Page MenuHomePhabricator

Test Elastic 7.10 language analyzers
Closed, ResolvedPublic5 Estimated Story Points

Description

User Story: As a search engineer I don't want there to be any big language analysis surprises when we upgrade from Elasticsearch 6.8 to 7.10.

We can do a relatively quick check on 500–1000 random documents from a selection of Wikipedias and Wiktionaries, to test language-specific analysis and a variety of scripts. I will also test some additional "rare" characters (such as ♙, ☥, 〃, and 〆—see T211824: Investigate a “rare-character” index and 6cac1cbae6c4).

If there are no big issues, it should be relatively quick. If there are any big issues, well then it'll be a good thing we found them. (We really want to detect problems like the Chinese punctuation problem in T172653—though admittedly that was not caused by an upgrade.)

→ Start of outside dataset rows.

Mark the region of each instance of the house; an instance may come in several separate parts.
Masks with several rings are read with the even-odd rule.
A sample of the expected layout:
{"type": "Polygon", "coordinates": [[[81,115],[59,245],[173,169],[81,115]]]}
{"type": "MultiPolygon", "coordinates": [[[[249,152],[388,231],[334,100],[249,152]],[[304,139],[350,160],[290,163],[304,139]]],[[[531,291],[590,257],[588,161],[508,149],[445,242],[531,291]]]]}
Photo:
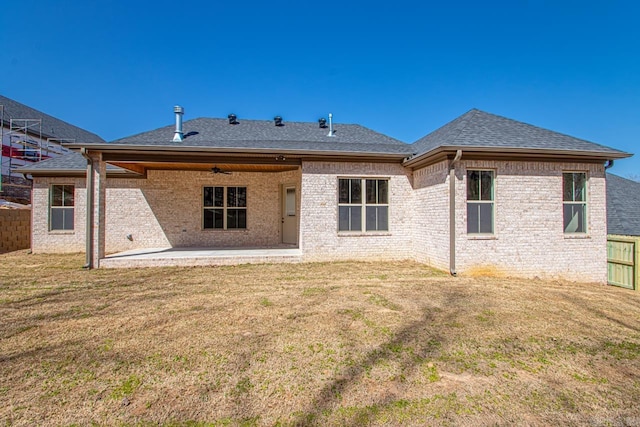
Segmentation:
{"type": "Polygon", "coordinates": [[[0,197],[30,202],[31,183],[16,169],[67,154],[63,142],[105,142],[99,136],[0,95],[0,197]]]}
{"type": "Polygon", "coordinates": [[[294,261],[607,281],[605,168],[628,153],[476,109],[413,144],[331,116],[182,115],[23,168],[32,250],[86,250],[98,267],[132,249],[295,248],[294,261]]]}
{"type": "Polygon", "coordinates": [[[607,232],[640,236],[640,182],[607,174],[607,232]]]}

We are planning a similar analysis from ES 6.5 to ES 6.8. (See T300302). Review notes from 6.5 to 6.8 upgrade for potential tokenizer issues, especially "Next Steps" / "Start fixing stuff" list.

Acceptance Criteria:

  • Report on language analysis diffs between ES 6.5 & 6.8 and ES 7.10
  • New phab tickets for any big issues that need to be addressed

Event Timeline

TJones set the point value for this task to 3.Feb 7 2022, 5:01 PM

Updated story points and task description based on experience with T300302.

Summary:

  • There are no changes to most analyzers between 6.8 and 7.10.
  • The most impactful (and most debatable) changes to the Nori (Korean) tokenizer made between 6.5 and 6.8 have been reverted (keeping the smaller, better changes).
  • The Thai tokenizer now allows some less commonly used Unicode characters through, where before it would delete/ignore them.
  • The problem of narrow non-breaking spaces (NNBSP) that existed in the 6.5 ICU tokenizer and that was introduced in the 6.8 standard tokenizer persists, so I'm going to patch it.

My full write up is on Mediawiki.

I should have a patch with the NNBSP fix tomorrow.

Change 825926 had a related patch set uploaded (by Tjones; author: Tjones):

[mediawiki/extensions/CirrusSearch@master] Enabled Global Filters for Narrow No-Break Space

https://gerrit.wikimedia.org/r/825926

Thanks for the write-up! Leaving the ticket in Needs review for a couple days so that others have a chance to review it as well.

Change 825926 merged by jenkins-bot:

[mediawiki/extensions/CirrusSearch@master] Enabled Global Filters for Narrow No-Break Space

https://gerrit.wikimedia.org/r/825926